It is with great honor that we announce the establishment of The Eclipse Fund in memory of Pauline H. Siegel. The fund will be used to support and accelerate SRNA’s research portfolio to fund discoveries that will directly impact the quality of life for the members of our community.
Despite the difficulties she faced, Pauline always managed to see and feel the blessings of her experience, and never lost hope for a better tomorrow. Pauline lived her life trying to improve the future of other people with TM and other rare neuroimmune disorders – NMOSD, MOG Antibody Disease, ADEM, ON, and AFM. She was a powerful advocate, and touched us all with her compassion and vitality. You can read more about Pauline’s story here.
Pauline’s is a legacy of hope and, in her name, we will drive research forward to find a cure for rare neuroimmune disorders and enable spinal cord repair.
The Pauline H. Siegel Eclipse Fund will drive critical research to:
Restore Function The first FDA approved cell therapy to promote repair through myelin regeneration in Transverse Myelitis is set to begin in 2018. The Siegel Rare Neuroimmune Association, Q Therapeutics, and The University of Texas Southwestern are collaboratively sponsoring this first human safety study to treat central nervous system disease.

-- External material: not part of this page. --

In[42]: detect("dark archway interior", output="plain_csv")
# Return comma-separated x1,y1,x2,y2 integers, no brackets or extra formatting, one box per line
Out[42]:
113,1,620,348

Identify Genes and Causation Research at Johns Hopkins University has shown a gene mutation (VPS37A) that is currently known to be present only in Transverse Myelitis patients. The Eclipse Fund will support the validation of this gene and its role in causation.
Improve Diagnosis Biomarkers and novel imaging techniques, once identified and validated, help accurately diagnose myelitis in the acute phase. Recent studies funded by SRNA and conducted by the Rare Genomics Institute and The Johns Hopkins Transverse Myelitis Center have revealed an antibody in TM patients that needs further investigation and has the promise of unveiling more details about the biology of the disorder.
Investigate Novel Therapies The Eclipse Fund seeks to fund the development of scientific models of disease that can be used to test existing drug therapies. The goal is to ensure that all potential therapies for restoration and repair are investigated.